À cela s’ajoutent deux séquences absurdes portées sur le sexe, l’une où Kieran Culkin voit un magazine porno et demande à Van Damme s’il aime les seins (il répond “parfois”, ce qui en fait le dialogue le plus génial de l’histoire du cinéma), et une autre où le pénis de Van Damme est discuté en plein dîner familial. Deux moments un peu étranges, ridicules, mais qui sont amenés avec une innocence surprenante, voire touchante. Alors qu’on parle de la teub à Jean Claude. Quand même.
Mais la vraie réussite, c’est qu’il semble être le premier (et peut-être le seul) film de JCVD à avoir été pensé pour un public féminin. Sans bien sûr généraliser à outrance et tomber dans les stéréotypes les plus datés, il est connu que le Belge est souvent le plus apprécié de la gent féminine parmi les action stars de son époque. Or dans Cavale sans issue, le fugitif incarné par Van Damme a tout d’un fantasme très romanesque.

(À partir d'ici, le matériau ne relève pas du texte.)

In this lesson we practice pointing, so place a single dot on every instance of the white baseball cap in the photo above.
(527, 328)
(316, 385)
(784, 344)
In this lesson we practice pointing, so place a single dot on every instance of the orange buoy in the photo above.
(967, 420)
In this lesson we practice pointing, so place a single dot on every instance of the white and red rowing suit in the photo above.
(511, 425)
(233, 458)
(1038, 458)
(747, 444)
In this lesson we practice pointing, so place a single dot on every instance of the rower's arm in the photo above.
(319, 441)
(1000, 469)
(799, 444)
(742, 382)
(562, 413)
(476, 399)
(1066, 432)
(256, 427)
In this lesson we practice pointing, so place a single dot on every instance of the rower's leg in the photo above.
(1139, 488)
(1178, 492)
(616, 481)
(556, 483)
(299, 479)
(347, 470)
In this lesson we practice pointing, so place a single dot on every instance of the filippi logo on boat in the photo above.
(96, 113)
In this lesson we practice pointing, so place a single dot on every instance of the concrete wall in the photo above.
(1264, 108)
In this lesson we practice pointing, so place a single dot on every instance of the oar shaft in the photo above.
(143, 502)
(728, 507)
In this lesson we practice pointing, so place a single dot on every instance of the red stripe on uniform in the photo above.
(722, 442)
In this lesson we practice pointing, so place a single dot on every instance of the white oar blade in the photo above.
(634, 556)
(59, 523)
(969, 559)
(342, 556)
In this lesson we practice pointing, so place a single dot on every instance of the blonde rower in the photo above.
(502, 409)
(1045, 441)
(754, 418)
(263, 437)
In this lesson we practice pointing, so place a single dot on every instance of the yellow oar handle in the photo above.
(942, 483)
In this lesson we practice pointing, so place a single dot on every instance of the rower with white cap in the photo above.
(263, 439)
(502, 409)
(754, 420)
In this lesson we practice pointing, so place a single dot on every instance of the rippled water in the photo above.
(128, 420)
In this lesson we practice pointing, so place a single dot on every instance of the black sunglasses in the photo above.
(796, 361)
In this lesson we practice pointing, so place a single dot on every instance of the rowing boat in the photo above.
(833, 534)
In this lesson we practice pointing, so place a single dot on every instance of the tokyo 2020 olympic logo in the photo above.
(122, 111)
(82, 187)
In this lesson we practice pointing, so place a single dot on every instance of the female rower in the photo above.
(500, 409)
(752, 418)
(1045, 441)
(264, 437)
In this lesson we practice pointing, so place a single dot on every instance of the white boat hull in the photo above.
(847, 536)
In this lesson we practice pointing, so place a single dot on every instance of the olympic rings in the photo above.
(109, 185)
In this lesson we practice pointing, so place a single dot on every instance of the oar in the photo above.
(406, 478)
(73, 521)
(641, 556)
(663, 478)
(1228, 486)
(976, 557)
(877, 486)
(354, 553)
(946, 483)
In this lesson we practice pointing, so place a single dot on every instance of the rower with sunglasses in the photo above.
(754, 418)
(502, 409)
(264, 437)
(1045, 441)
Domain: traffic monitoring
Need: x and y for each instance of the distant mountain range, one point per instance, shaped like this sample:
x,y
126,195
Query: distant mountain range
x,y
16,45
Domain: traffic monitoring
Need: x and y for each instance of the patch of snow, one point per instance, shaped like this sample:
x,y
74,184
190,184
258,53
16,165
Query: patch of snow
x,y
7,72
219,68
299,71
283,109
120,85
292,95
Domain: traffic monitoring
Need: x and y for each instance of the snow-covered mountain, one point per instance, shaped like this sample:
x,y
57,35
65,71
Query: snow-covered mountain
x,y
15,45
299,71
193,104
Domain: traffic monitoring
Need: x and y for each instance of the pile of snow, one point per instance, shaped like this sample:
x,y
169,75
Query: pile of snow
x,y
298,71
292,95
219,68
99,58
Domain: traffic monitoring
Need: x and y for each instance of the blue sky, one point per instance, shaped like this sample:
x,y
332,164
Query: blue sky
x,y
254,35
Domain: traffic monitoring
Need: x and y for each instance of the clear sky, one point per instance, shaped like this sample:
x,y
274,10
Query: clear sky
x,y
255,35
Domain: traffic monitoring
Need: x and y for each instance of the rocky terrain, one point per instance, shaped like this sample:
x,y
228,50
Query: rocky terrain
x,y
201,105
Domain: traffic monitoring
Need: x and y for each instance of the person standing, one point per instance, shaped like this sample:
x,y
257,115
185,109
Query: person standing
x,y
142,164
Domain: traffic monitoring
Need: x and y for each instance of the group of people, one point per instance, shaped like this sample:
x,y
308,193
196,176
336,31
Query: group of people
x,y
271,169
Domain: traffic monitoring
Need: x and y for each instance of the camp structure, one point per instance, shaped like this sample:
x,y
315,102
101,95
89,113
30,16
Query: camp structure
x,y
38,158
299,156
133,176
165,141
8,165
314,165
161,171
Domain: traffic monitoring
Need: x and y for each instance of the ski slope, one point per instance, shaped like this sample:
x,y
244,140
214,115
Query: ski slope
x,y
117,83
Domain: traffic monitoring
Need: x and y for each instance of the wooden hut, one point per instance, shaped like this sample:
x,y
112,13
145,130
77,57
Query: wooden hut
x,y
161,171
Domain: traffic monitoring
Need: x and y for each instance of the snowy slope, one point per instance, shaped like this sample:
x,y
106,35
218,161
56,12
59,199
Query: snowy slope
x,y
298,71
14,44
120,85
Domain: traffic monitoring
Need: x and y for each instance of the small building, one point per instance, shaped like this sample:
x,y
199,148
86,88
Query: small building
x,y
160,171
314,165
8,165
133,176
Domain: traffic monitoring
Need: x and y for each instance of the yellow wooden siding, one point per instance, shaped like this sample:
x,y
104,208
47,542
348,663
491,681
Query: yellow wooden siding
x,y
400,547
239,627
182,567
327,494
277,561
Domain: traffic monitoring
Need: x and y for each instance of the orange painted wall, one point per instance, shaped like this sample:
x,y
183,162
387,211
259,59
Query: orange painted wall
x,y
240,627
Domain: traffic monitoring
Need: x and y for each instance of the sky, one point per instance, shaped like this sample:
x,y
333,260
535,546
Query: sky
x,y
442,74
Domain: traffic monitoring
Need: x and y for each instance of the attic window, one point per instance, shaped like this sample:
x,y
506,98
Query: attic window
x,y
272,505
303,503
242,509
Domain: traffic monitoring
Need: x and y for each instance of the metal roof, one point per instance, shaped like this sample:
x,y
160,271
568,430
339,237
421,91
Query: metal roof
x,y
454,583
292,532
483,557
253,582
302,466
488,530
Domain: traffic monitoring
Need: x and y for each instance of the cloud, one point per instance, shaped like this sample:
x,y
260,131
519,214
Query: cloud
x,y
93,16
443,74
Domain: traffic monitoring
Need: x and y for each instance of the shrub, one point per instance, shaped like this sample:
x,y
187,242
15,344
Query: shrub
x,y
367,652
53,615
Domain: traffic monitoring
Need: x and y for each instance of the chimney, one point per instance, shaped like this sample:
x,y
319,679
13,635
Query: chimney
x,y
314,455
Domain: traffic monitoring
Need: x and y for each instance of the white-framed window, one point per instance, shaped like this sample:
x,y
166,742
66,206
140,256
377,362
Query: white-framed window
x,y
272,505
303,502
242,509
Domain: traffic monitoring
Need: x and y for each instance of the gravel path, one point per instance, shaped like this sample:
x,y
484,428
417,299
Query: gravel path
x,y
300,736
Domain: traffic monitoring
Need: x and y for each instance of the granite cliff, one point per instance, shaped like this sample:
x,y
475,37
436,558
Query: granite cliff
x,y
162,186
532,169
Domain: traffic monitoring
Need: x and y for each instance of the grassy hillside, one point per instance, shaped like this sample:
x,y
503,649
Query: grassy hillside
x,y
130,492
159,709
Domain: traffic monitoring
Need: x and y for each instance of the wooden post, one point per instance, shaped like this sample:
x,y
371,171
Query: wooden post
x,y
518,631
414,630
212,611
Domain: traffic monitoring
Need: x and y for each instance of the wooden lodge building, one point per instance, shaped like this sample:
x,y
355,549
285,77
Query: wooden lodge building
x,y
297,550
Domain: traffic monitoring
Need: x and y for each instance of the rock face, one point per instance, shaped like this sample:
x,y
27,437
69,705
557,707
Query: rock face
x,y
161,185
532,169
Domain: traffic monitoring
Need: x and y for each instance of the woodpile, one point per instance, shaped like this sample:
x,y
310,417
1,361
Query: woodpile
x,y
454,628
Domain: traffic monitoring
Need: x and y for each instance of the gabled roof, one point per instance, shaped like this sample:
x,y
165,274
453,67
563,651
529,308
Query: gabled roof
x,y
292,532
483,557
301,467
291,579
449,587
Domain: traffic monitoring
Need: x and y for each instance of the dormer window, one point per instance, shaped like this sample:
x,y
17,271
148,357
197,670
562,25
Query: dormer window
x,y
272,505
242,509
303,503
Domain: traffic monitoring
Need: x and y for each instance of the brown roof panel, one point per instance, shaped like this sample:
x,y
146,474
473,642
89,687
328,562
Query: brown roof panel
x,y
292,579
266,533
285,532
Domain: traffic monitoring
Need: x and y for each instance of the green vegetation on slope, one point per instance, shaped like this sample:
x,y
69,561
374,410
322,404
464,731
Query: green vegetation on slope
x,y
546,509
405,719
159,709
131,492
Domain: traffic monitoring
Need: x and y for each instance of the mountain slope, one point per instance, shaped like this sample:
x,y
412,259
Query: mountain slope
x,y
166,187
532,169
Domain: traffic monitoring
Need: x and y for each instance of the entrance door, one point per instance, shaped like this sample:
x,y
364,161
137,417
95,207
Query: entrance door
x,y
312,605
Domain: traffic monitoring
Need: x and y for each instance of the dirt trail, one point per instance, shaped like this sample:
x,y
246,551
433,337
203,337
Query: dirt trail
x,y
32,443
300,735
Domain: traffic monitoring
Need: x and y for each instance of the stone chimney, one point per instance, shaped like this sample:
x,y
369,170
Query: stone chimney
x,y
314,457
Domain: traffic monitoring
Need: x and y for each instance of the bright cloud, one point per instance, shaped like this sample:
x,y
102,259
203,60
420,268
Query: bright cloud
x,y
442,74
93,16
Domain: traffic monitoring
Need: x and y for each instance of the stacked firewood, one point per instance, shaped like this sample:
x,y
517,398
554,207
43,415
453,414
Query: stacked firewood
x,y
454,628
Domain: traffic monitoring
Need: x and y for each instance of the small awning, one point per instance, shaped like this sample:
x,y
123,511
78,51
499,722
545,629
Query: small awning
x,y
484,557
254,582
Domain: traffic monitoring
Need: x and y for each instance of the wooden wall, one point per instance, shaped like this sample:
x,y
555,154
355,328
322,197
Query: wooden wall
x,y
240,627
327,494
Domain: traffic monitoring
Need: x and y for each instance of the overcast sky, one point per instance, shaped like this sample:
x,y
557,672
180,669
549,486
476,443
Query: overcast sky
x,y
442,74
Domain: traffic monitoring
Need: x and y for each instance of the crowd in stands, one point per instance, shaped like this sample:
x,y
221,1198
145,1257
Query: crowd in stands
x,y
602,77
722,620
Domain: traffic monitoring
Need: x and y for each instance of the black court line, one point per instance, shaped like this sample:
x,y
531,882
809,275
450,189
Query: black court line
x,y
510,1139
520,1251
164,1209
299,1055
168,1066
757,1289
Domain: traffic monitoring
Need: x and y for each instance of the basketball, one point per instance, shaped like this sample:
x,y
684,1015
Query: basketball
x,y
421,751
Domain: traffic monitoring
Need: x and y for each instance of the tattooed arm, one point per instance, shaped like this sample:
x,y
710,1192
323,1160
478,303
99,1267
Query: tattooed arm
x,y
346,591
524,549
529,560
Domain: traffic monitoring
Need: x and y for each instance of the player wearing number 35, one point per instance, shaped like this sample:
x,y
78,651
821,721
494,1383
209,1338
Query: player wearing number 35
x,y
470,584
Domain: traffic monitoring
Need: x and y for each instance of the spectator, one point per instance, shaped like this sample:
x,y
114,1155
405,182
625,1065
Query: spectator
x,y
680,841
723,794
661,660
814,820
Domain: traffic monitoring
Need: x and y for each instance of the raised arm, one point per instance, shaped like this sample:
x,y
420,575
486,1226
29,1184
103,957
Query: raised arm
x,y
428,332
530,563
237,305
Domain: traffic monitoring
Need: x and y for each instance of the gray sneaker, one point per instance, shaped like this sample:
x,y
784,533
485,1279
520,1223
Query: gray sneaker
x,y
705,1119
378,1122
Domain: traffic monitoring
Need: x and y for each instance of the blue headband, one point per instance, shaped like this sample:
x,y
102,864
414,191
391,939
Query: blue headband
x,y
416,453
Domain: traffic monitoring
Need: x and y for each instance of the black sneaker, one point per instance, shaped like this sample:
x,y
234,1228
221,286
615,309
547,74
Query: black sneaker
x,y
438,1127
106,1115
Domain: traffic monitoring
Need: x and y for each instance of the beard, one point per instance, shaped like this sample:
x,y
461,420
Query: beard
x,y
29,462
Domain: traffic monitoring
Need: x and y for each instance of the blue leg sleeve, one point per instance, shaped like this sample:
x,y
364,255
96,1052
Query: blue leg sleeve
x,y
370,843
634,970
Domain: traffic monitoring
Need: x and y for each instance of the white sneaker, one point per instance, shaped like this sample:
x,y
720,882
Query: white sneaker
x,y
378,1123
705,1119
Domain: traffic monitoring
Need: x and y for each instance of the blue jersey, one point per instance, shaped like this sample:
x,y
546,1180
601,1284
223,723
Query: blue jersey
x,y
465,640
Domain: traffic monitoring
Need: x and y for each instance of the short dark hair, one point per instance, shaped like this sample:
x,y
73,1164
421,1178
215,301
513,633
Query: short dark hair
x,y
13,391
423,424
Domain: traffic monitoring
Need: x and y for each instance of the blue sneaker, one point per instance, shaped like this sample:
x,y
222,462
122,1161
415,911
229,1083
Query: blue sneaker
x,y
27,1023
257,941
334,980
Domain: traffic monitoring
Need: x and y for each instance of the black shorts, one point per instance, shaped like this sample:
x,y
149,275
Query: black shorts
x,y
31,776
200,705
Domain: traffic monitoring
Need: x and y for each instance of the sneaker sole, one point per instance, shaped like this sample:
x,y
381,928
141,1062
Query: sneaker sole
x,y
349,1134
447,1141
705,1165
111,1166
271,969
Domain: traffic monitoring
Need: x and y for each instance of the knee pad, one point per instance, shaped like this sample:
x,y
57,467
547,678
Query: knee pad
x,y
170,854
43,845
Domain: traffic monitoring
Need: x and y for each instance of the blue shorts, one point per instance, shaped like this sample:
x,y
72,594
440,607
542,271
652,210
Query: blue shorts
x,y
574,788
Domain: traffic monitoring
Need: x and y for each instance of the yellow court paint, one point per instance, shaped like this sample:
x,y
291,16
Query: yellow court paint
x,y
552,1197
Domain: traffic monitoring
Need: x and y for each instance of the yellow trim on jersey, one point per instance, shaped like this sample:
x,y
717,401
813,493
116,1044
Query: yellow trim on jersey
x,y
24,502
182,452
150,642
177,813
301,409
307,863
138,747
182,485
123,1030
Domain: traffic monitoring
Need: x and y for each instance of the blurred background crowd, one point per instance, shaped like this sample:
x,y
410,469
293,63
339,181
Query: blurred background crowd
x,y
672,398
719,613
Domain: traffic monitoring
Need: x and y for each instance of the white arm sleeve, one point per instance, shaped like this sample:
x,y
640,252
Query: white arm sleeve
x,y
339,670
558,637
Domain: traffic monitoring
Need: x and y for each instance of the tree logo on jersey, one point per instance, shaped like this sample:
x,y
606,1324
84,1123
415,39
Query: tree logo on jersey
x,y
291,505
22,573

L’homme beau et fort au sombre passé, qui apparaît en justicier pour sauver la veuve des méchants capitalistes qui veulent lui voler sa maison, qui s’occupe des enfants, mais qui sait se montrer vulnérable aux côtés de la femme dont il tombe amoureux…
Rien de tout cela ne ressemble aux fantasmes virils et attendus qu’on retrouve habituellement dans ce cinéma-là, où le héros est plus souvent celui qui est torturé par la mort de sa bien aimée. Et Van Damme à ce stade de sa carrière sait parfaitement qu’il plaît aux femmes ! Sur le plateau du Arsenio Hall Show, il se justifie du peu d’action dans Cavale sans issue : “mais j’ai quand même une très belle scène d’amour”. Une déclaration qui suffit à déclencher les cris des femmes présentes dans le public de l’émission. La discussion dérive ensuite sur son joli fessier, et il remet une pièce dans la machine : “j’ai un beau corps, je le montre”.
Tout semble prouver que Van Damme était dans une démarche active pour séduire un autre public. L’échec du film est alors d’autant plus triste, puisqu’il nous privera d’une carrière qui aurait pu être moins monotone. Après Cavale sans issue, il s’enferme pour de bon dans le cinéma d’action pur et dur, avec John Woo, Ringo Lam et Tsui Hark. Pour des films très sympas aussi, mais tout de même, qu’est-ce que ça aurait été bien de voir d’autres œuvres comme Cavale sans issue…
Pour ma part c’est un très bon film.
Comme une grosse partie de sa filmographie.
Vandamme THE BEST
Un film que j’avais vu en salle. A l’époque je ne savais pas que c’était le même réal que le superbe Hitcher (qui sort bientôt chez nous en support blu-ray en France cocorico).
Après c’est pour moi un Van Damme moyen qui, effectivement, essayait de sortit de ses rôles habituels. Toujours bien d’avoir un Ted Levine dans un film.
Enfin, je me souviens de la promo embarrassante avec JCVD et Rosanna Arquette dans Nulle Part Ailleurs où cette dernière n’était pas tendre avec l’attitude de notre belge karatéka « plus fort que Sylvester Stallone ou Chuck Maurice », le traitant en gros de beauf pas pro.
Il me semble que Doubler Impact a eu un budget assez important mais peut-être pas aussi important que les profs de l’époque.
Je l’ai rencontré souvent et il m’a souvent parlé de ce film en bien !
Je pens que cavale sans issue été un grand rôle pour jcvd,un de mes préférés,quoi que je les aimes tous. Ce n’était pas un bide , c’était autre chose,un autre registre que l’on avait pas l’habitude de le voir,mais plutôt réussi. Bravo JC . Ont ne t’as jamais reconnu à ta juste valeur. The best
C’est qu’il ressemblait presque à un acteur dans ce film le JCVD. Harmon avait du talent
un de mes meilleurs van damme
POur van damme, un article sur Legionnaire aurait été bien plus intéressant…
Un petit dossier sur Hitcher, pour reparler du père Harmon, serait cool, aussi…
Tapez « t’as déjà vu Bloodsport » sur google, de Notseriou’s, vraiment marrant. Sinon on peut penser ce qu’on veut de Jean Claude j’aime bien sa filmo, ça se regarde comme du catch, on rigole mais on y croit quand même.